Meskipun kecewa, Ferry menegaskan I.League tidak akan menyerah. Ia berharap perubahan bisa dilihat dalam waktu dekat, agar FIFA memberi kelonggaran paling tidak mulai putaran kedua musim ini.
"Kami akan terus berupaya supaya mendapatkan ruang atau izin dari sana. Bisa jadi mungkin 3-4 bulan yang akan datang. Mudah-mudahan (putaran kedua)," ucap pria berusia 61 tahun itu.
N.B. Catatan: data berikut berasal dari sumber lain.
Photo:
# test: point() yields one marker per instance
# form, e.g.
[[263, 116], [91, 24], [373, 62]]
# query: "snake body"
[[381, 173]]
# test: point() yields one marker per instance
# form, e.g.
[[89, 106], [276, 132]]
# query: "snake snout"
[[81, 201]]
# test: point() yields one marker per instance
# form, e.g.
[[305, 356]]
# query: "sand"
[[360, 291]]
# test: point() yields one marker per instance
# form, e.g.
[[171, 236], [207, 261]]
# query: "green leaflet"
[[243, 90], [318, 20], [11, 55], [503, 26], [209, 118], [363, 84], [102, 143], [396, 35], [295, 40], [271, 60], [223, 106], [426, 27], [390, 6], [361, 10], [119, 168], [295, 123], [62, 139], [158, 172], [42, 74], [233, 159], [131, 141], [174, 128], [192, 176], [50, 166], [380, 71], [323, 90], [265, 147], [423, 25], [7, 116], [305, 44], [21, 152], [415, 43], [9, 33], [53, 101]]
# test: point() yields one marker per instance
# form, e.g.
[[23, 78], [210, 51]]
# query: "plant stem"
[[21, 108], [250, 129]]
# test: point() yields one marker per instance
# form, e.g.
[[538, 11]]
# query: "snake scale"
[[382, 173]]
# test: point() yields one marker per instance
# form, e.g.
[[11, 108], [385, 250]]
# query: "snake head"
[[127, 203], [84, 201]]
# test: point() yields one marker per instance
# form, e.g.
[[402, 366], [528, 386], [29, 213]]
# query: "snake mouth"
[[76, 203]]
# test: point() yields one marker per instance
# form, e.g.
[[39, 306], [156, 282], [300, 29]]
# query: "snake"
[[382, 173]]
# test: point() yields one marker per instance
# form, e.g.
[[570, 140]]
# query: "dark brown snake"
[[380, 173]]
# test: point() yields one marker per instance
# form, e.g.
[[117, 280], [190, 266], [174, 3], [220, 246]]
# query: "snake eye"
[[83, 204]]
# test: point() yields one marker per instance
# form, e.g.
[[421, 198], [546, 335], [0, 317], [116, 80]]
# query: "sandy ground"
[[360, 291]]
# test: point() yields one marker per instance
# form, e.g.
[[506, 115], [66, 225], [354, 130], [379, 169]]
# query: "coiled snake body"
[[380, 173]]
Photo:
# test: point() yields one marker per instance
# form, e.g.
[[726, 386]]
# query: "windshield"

Penolakan ini dipicu insiden saat laga penutup musim lalu, salah satunya ketika Persib Bandung meraih gelar juara dan suporter turun ke lapangan serta merusak fasilitas Stadion Gelora Bandung Lautan Api (GBLA). Ironisnya, laga itu disaksikan langsung oleh perwakilan FIFA.
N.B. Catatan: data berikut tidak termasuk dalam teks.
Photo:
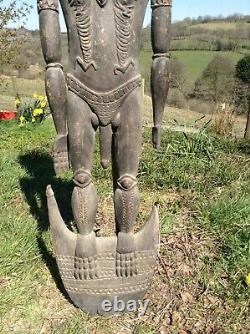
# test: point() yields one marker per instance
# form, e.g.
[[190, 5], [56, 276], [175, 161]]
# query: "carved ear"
[[64, 240], [102, 3], [149, 237]]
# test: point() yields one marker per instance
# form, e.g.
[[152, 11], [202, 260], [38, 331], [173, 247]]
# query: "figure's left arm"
[[161, 35]]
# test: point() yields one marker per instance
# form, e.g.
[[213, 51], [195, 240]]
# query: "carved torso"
[[104, 40]]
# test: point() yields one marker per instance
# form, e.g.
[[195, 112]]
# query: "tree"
[[216, 83], [243, 74], [12, 17]]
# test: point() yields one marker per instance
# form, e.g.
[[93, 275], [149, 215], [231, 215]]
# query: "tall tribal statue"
[[103, 89]]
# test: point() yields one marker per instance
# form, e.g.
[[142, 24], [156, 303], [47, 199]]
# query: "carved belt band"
[[104, 105]]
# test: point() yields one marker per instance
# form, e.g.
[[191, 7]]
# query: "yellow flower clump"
[[37, 112]]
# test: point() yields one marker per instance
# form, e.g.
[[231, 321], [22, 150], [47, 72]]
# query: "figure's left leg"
[[127, 152]]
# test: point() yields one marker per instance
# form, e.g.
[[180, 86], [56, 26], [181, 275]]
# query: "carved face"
[[101, 3]]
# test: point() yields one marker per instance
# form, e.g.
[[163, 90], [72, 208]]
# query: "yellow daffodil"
[[41, 98], [248, 280], [37, 112]]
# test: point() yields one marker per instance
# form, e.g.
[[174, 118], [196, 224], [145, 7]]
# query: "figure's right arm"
[[54, 78]]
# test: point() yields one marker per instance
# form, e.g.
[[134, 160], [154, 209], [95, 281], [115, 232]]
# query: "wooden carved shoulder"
[[159, 3], [124, 12]]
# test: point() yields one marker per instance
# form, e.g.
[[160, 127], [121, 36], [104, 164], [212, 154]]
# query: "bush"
[[201, 106], [176, 99]]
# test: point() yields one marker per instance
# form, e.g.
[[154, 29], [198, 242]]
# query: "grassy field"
[[195, 61], [202, 184]]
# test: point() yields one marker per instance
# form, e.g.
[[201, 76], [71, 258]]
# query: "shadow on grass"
[[39, 167]]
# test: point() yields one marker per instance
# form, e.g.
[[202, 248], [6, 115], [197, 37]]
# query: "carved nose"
[[102, 3]]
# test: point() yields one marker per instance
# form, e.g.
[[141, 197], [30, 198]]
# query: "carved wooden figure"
[[103, 89]]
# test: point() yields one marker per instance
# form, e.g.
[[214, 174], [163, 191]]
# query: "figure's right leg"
[[84, 199], [56, 93]]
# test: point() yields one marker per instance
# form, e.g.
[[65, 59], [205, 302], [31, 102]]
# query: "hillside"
[[194, 43]]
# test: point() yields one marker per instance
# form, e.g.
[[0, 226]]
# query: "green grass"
[[221, 25], [10, 86], [202, 185], [197, 61], [194, 61]]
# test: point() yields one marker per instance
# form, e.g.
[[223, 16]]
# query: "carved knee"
[[127, 182], [82, 178]]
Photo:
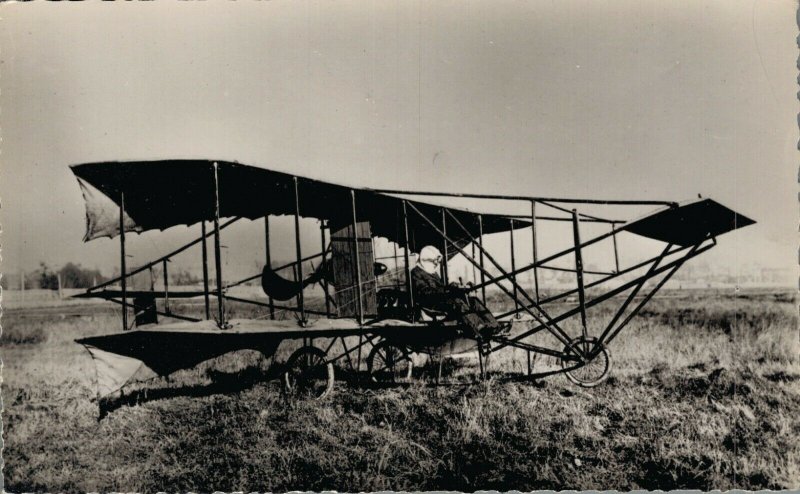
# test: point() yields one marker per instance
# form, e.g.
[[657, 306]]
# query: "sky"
[[627, 100]]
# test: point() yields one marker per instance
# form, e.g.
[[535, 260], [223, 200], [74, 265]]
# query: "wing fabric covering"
[[119, 356], [163, 194], [688, 224], [279, 288]]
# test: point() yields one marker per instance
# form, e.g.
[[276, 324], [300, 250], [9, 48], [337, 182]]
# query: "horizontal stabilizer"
[[688, 224]]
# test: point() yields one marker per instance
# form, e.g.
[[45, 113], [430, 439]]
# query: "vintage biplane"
[[370, 323]]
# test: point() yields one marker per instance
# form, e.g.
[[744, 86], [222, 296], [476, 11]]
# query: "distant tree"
[[75, 276], [48, 280]]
"Yang lebih parahnya lagi adalah pertandingan yang disaksikan oleh delegasi FIFA di penutupan di Bandung. Bahkan rumput dihancurkan dan sebagainya," jelas Ferry.
Sebagai langkah preventif, I.League bahkan memutuskan untuk tidak menempatkan Persib dalam laga pembuka Super League. "Bukan hanya flare, tapi juga turun ke lapangan. Kalau hanya flare mungkin bisa ditoleransi, tapi ini lebih dari itu," tegasnya.
Meski ditolak, I.League tetap mengembangkan regulasi internal dengan membagi kategori rivalitas suporter:
Rivalitas Tinggi: Pertandingan seperti Persija vs Persib tetap tanpa kehadiran suporter tandang.
Rivalitas Sedang (Semi): Misalnya Persis Solo vs PSIM, masih dalam pengawasan ketat.
Tanpa Rivalitas: Suporter diizinkan hadir, selama tidak ada konflik sejarah antara klub yang bertanding.